Background technique
Currently, the prior art commonly used in the trade is such thatEstimated according to International Energy Agency, global the year two thousand thirty primary energy
Source demand is up to 17,700,000,000 tons of oil equivalents, and demand for energy is so huge, and (coal, petroleum, natural gas etc. can not for fossil energy
Regenerated resources) increasingly depleted and to global climate environment influence so that worldwide, preferentially greatly developing can
The energy revolution of the renewable sources of energy is started.As various countries are to the investment of solar photovoltaic technology, photovoltaic power generation has been at present
Industrialization is realized, solar energy power generating gradually becomes the important component of electric power energy.
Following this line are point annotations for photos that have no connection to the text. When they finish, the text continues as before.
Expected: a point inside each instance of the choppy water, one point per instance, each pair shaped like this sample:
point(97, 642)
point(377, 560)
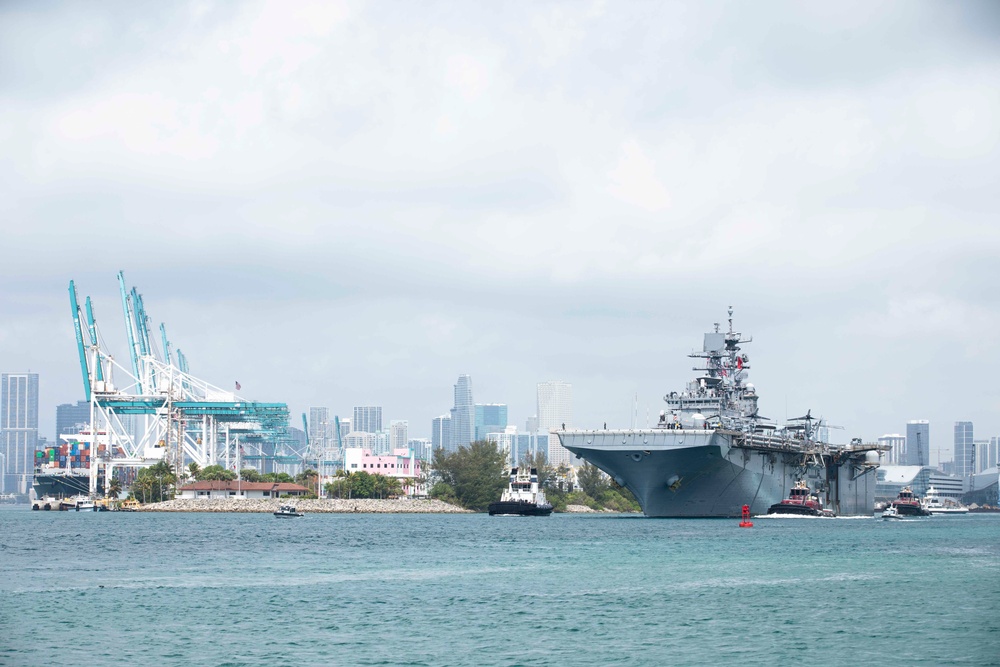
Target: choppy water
point(228, 589)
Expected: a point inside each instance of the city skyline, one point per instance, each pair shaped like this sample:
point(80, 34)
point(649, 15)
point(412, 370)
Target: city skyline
point(348, 206)
point(559, 395)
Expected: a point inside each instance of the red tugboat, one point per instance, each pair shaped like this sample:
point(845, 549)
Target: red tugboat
point(907, 504)
point(801, 501)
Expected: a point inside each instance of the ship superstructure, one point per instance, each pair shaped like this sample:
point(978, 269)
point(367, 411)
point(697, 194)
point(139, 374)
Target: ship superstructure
point(712, 452)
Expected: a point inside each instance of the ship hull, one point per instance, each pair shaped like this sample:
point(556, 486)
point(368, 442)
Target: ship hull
point(63, 485)
point(518, 508)
point(701, 473)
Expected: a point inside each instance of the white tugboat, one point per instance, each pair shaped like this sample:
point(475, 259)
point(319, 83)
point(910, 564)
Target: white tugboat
point(523, 496)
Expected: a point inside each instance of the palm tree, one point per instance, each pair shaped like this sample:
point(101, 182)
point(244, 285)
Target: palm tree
point(394, 487)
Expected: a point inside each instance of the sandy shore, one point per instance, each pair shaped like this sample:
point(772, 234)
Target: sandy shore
point(400, 506)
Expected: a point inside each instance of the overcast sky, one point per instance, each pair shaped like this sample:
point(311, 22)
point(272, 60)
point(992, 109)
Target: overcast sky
point(352, 203)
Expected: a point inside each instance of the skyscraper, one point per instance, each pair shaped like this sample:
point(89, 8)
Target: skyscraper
point(897, 446)
point(69, 417)
point(490, 418)
point(18, 430)
point(463, 417)
point(963, 449)
point(319, 430)
point(441, 432)
point(398, 433)
point(555, 404)
point(918, 442)
point(367, 419)
point(555, 410)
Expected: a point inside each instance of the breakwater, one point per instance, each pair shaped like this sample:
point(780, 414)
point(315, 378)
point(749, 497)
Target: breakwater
point(263, 505)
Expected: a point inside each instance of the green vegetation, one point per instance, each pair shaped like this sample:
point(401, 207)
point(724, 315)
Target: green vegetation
point(472, 477)
point(154, 483)
point(363, 485)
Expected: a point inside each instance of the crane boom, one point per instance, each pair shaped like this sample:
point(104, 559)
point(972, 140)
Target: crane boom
point(130, 331)
point(75, 307)
point(92, 326)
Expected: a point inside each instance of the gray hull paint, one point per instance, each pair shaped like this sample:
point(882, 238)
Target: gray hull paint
point(700, 474)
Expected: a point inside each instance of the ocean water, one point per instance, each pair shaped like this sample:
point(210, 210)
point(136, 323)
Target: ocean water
point(369, 589)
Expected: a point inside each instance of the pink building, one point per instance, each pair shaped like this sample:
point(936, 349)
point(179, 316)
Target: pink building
point(402, 464)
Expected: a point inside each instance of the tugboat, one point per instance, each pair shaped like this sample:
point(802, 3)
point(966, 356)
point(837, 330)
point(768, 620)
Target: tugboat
point(800, 501)
point(522, 497)
point(907, 504)
point(287, 510)
point(935, 505)
point(891, 512)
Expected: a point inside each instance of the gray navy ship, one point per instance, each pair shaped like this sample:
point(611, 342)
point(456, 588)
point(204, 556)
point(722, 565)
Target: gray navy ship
point(711, 452)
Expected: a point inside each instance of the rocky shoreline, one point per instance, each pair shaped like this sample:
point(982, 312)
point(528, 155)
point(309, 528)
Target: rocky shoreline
point(314, 506)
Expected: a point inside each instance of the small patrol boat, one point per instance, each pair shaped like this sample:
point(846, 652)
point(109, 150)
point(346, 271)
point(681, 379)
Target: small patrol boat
point(523, 496)
point(891, 512)
point(287, 511)
point(935, 504)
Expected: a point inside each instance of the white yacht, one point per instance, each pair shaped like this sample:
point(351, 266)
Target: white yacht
point(934, 504)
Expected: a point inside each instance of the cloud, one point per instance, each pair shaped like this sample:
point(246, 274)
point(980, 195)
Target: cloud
point(349, 204)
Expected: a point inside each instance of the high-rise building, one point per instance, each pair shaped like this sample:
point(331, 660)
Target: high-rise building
point(507, 441)
point(918, 443)
point(531, 424)
point(897, 444)
point(463, 417)
point(421, 448)
point(555, 405)
point(367, 419)
point(982, 458)
point(398, 437)
point(319, 430)
point(441, 432)
point(18, 430)
point(490, 418)
point(555, 411)
point(70, 417)
point(964, 447)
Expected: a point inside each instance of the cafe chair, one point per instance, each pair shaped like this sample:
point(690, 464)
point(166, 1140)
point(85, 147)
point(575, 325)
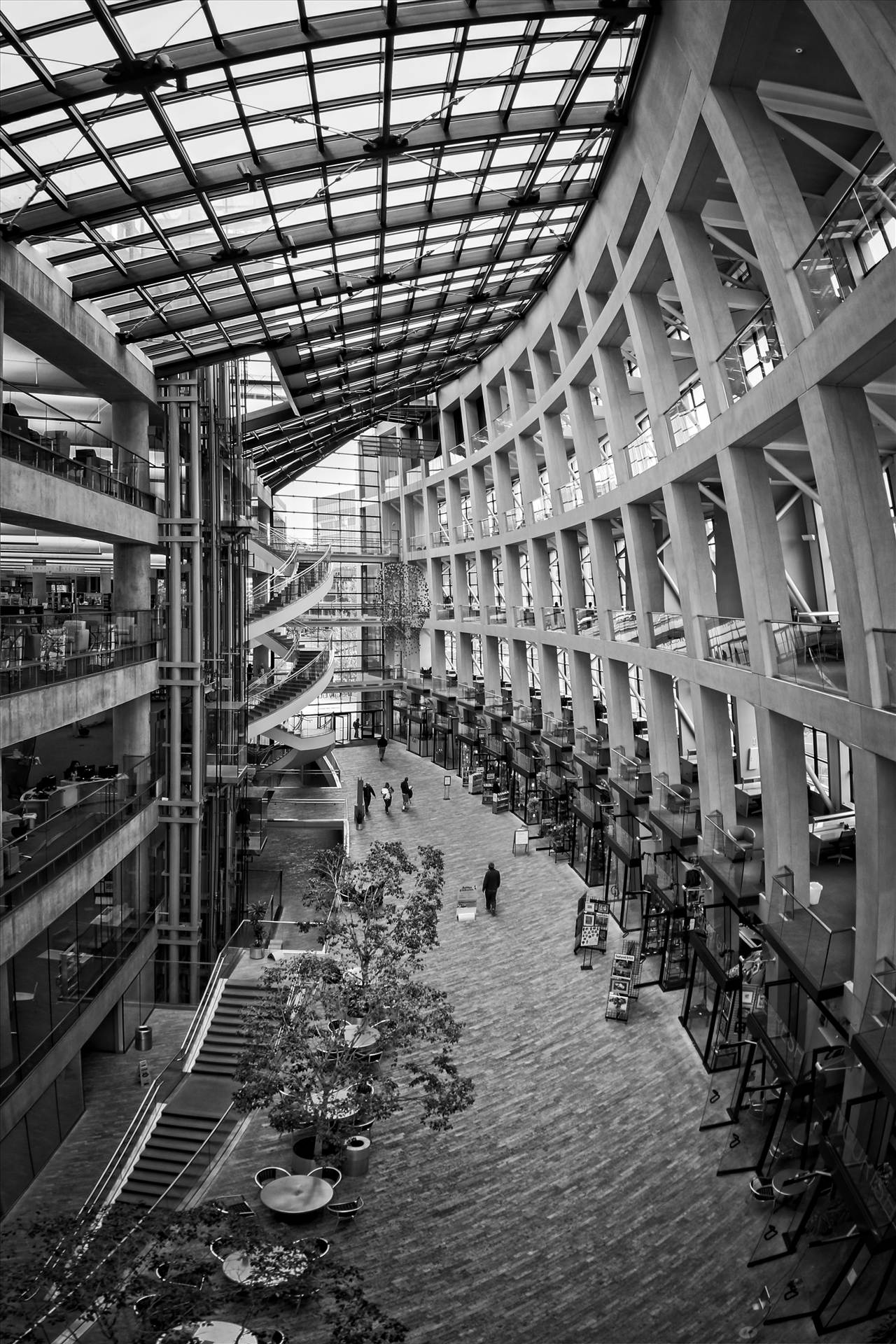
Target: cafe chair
point(346, 1211)
point(235, 1206)
point(267, 1174)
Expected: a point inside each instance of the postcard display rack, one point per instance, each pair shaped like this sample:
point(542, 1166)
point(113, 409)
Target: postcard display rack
point(624, 981)
point(592, 923)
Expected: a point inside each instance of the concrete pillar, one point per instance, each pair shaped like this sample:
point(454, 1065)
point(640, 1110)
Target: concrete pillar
point(858, 523)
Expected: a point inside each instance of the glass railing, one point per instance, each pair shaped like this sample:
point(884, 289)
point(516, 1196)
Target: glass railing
point(641, 452)
point(878, 1031)
point(624, 625)
point(874, 1180)
point(809, 654)
point(680, 815)
point(554, 619)
point(64, 824)
point(752, 354)
point(603, 477)
point(570, 496)
point(858, 234)
point(724, 638)
point(688, 416)
point(729, 859)
point(289, 590)
point(824, 955)
point(668, 631)
point(51, 647)
point(586, 622)
point(106, 468)
point(281, 690)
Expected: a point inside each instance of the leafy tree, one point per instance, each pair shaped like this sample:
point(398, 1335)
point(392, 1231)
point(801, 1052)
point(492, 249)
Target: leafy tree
point(64, 1269)
point(300, 1062)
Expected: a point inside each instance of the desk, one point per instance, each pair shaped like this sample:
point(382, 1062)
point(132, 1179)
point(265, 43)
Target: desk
point(296, 1194)
point(213, 1332)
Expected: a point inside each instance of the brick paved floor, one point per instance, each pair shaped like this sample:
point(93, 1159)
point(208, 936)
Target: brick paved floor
point(578, 1199)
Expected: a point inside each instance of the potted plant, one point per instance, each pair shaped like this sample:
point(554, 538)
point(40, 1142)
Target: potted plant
point(255, 916)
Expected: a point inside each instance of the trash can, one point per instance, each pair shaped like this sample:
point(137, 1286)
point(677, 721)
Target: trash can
point(356, 1156)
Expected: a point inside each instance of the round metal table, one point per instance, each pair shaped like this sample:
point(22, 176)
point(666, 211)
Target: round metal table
point(296, 1194)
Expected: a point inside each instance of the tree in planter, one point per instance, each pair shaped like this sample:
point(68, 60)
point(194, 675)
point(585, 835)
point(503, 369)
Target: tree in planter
point(62, 1269)
point(300, 1063)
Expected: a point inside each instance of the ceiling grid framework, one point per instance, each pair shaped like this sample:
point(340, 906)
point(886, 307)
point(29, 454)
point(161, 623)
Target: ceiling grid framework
point(371, 194)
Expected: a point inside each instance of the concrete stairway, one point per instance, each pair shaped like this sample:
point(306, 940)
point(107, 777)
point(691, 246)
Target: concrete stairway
point(172, 1152)
point(223, 1042)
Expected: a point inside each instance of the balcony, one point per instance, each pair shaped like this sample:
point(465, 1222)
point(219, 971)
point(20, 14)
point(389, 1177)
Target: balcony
point(821, 958)
point(666, 632)
point(586, 622)
point(858, 234)
point(570, 496)
point(624, 625)
point(71, 822)
point(811, 654)
point(115, 476)
point(752, 354)
point(641, 452)
point(688, 416)
point(603, 479)
point(51, 647)
point(732, 863)
point(724, 640)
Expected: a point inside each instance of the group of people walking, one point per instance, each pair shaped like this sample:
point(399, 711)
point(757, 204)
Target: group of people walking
point(387, 793)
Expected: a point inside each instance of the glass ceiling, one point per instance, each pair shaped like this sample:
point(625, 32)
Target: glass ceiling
point(370, 194)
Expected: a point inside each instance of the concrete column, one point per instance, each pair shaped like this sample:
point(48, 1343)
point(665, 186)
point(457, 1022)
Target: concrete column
point(770, 201)
point(703, 300)
point(862, 33)
point(875, 792)
point(617, 405)
point(858, 523)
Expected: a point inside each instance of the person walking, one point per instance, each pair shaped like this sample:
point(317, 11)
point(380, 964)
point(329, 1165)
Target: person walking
point(491, 883)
Photovoltaic power generation belongs to fluctuation and intermittent power supply, after large-scale photovoltaic generates electricity access power grid, will generate with
Machine power generation and the Real-time Balancing problem of two groups of irrelevant variables of random electricity consumption, this allow for photovoltaic power generation prediction model and
The research of efficiency evaluation index becomes necessary.Photovoltaic power generation prediction model is exactly to many weathers of running photovoltaic power generation
Etc. factors analyzed, in advance assess generated energy situation of change, for rational management power generation capacity, make full use of resource, reach
To the purpose for the safety and stability for improving grid-connected rear power grid.Photovoltaic plant acquires a large amount of power generation data, wherein
Contain great excavation application value, built photovoltaic big data platform, can be not only used for the hair for realizing photovoltaic generating system
Power quantity predicting and management, and the parallel computation problem of the storage and big data to mass data, and accelerate new energy and
Significant role is played in terms of the benign development in clean energy resource field.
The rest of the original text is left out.